PSO-BP-Based Morphology Prediction Method for DED Remanufactured Deposited Layers

Abstract

Directed energy deposition is a typical laser remanufacturing technology, which can effectively repair failed parts and extend their service life, and has been widely used in aerospace, metallurgy, energy and other high-end equipment key parts remanufacturing. However, the repair quality and performance of the repaired parts have been limited by the morphological and quality control problems of the process because of the formation mechanism and process of the deposition. The main reason is that the coupling of multiple process parameters makes the deposited layer morphology and surface properties difficult to be accurately predicted, which makes it difficult to regulate the process. Thus, the deposited layer forming mechanism and morphological properties of directed energy deposition were systematically analyzed, the height and width of multilayer deposition layers were taken as prediction targets, and a PSO-BP-based model for predicting the morphology of directed energy deposited layers was settled. The weights and thresholds of Back Propagation (BP) neural networks were optimized using a Particle Swarm Optimization (PSO) algorithm, the predicted values of deposited layer morphology for different process parameters were obtained, and the problem of low accuracy of deposited layer morphology prediction due to slow convergence and poor uniformity of the solution set of traditional optimization models was addressed.
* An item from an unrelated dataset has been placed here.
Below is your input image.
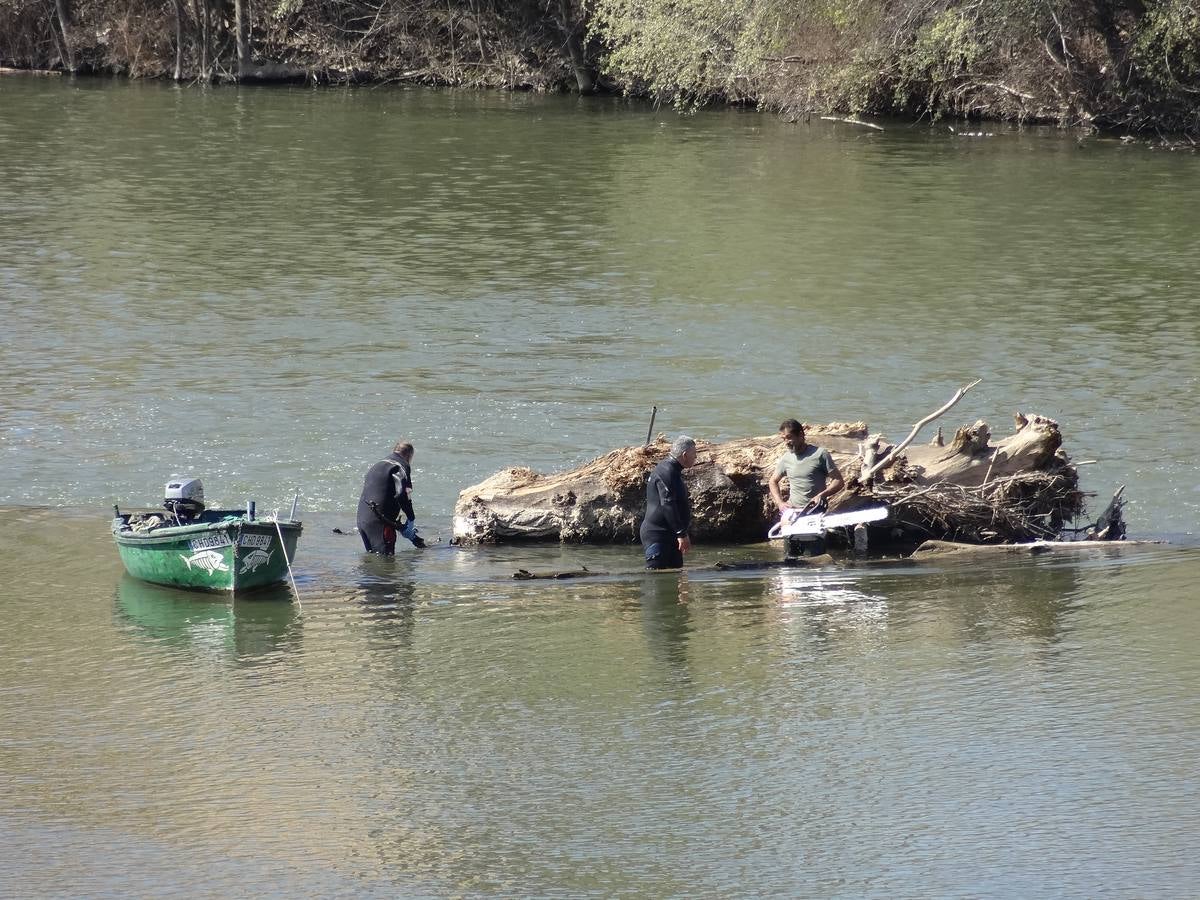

Remanufacturing experiments were conducted, and the experimental results showed that the deposited layer morphology prediction model proposed in this paper has a high prediction accuracy, with an average prediction error of 1.329% for the layer height and 0.442% for the layer width. The research of the paper provided an effective way to control the morphology and properties of the directed energy deposition process. A valuable contribution is made to the field of laser remanufacturing technology, and significant implications are held for various industries such as aerospace, metallurgy, and energy.